NFL ratings decline will impact broadcast rights bidding, analyst says

Declining ratings will impact both quarterly advertising revenues for broadcast partners and the bidding process for Thursday Night Football rights. (Image: NFL)

After a down 2016, NFL ratings fell again in 2017, and that could negatively impact how much broadcasters and digital media companies are willing to pay for rights packages.

According to MoffettNathanson analyst Michael Nathanson, regular season ratings were down 13% and the playoffs are down between 12% and 20%. He said that the NFL is experiencing a structural decline.

In the near term, the impact of those declining ratings will be reflected in quarterly advertising revenues for broadcast partners and in the bidding process for Thursday Night Football rights, which Nathanson said reportedly drew smaller bids from CBS and NBC.

“Longer term, we think that the continued weakness of the NFL could pose a risk for broadcasters who may be forced to bid-up for rights if Disney chooses to move to a Sunday night or day package and pushes NBC into the Sunday day package bidding.
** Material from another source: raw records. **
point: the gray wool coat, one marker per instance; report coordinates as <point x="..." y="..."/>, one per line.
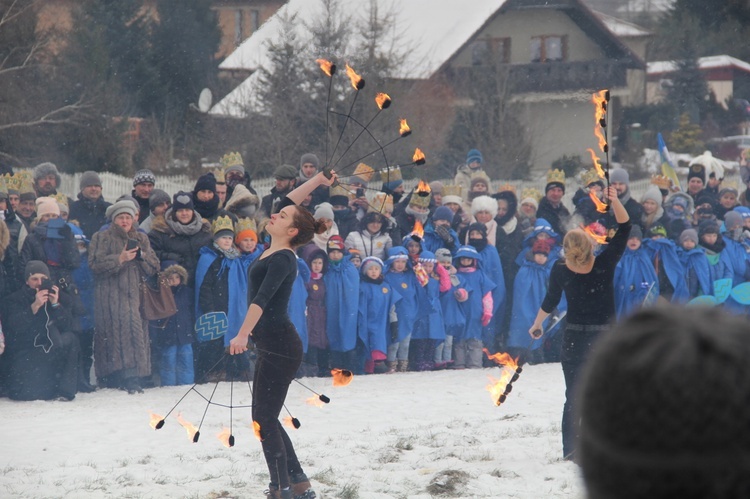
<point x="121" y="338"/>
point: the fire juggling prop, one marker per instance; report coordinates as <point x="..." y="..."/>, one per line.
<point x="383" y="102"/>
<point x="341" y="377"/>
<point x="600" y="100"/>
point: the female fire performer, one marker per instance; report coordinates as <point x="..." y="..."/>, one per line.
<point x="588" y="285"/>
<point x="279" y="349"/>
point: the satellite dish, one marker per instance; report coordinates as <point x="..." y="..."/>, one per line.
<point x="205" y="100"/>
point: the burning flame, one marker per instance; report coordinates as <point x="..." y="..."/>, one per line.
<point x="315" y="400"/>
<point x="156" y="421"/>
<point x="383" y="100"/>
<point x="592" y="231"/>
<point x="357" y="82"/>
<point x="192" y="430"/>
<point x="256" y="430"/>
<point x="600" y="108"/>
<point x="404" y="129"/>
<point x="418" y="157"/>
<point x="597" y="165"/>
<point x="226" y="437"/>
<point x="601" y="206"/>
<point x="327" y="66"/>
<point x="418" y="232"/>
<point x="341" y="377"/>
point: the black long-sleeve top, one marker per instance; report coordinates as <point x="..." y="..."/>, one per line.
<point x="270" y="285"/>
<point x="591" y="297"/>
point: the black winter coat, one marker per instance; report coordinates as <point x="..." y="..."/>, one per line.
<point x="89" y="214"/>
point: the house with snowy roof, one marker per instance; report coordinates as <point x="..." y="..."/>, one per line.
<point x="557" y="53"/>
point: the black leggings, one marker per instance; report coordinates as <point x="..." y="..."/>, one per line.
<point x="275" y="368"/>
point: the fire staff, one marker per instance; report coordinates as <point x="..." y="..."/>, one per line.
<point x="588" y="285"/>
<point x="278" y="345"/>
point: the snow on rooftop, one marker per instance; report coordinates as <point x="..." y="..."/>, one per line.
<point x="621" y="28"/>
<point x="711" y="62"/>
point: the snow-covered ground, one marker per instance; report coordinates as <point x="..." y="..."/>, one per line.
<point x="409" y="435"/>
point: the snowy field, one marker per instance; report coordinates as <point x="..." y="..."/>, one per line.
<point x="409" y="435"/>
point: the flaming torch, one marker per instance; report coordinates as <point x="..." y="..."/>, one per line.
<point x="511" y="371"/>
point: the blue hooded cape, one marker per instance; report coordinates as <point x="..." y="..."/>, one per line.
<point x="373" y="325"/>
<point x="634" y="277"/>
<point x="297" y="300"/>
<point x="237" y="288"/>
<point x="342" y="301"/>
<point x="667" y="252"/>
<point x="529" y="290"/>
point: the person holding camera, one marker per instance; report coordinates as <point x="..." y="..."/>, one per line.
<point x="43" y="354"/>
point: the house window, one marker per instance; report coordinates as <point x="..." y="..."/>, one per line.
<point x="490" y="50"/>
<point x="548" y="48"/>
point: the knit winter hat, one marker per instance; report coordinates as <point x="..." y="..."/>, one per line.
<point x="44" y="169"/>
<point x="88" y="179"/>
<point x="474" y="155"/>
<point x="689" y="234"/>
<point x="324" y="210"/>
<point x="46" y="206"/>
<point x="732" y="220"/>
<point x="157" y="198"/>
<point x="650" y="430"/>
<point x="335" y="243"/>
<point x="121" y="206"/>
<point x="309" y="158"/>
<point x="35" y="267"/>
<point x="620" y="175"/>
<point x="285" y="172"/>
<point x="182" y="201"/>
<point x="652" y="193"/>
<point x="143" y="177"/>
<point x="206" y="182"/>
<point x="636" y="232"/>
<point x="443" y="213"/>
At the same time, the NFL will need to encourage digital bidders to enter the auctions to drive up prices, but may be uncomfortable with the low ratings produced by Twitter and Amazon during these early experiments,” said Nathanson in a research note.

Thursday Night Football rights are up for bids right now and Monday Night Football rights will be up for grabs after the 2021 season.

RELATED: NFL TV ad spending down 1.2% for 2017 season

Not helping things for the NFL are reports that ad spending declined 1.2% during the 2017 regular season, according to Standard Media Index.

The firm’s total ad spend figures for the 2017 NFL regular season is based on figures from Sept. 7 to Dec. 31 for NBC, CBS, Fox and ESPN broadcasts.

“For the first time since we have been tracking the market we saw a slight drop of in-game dollars. Despite a fairly significant fall in ratings, CPMs were strong and demand continued to be high,” said Standard Media Index CEO James Fennessy in a statement. “This again demonstrates that the NFL remains the powerhouse of national TV ROI. Advertisers understand the exceptional return they get as a result of the large, engaged and guaranteed audiences enjoying a full screen experience in this unique environment.”

According to SMI’s recent totals, NFL ad spend totaled $2.17 billion in 2014, then jumped 9.6% to $2.38 billion in 2015 before rising 3% to $2.45 billion.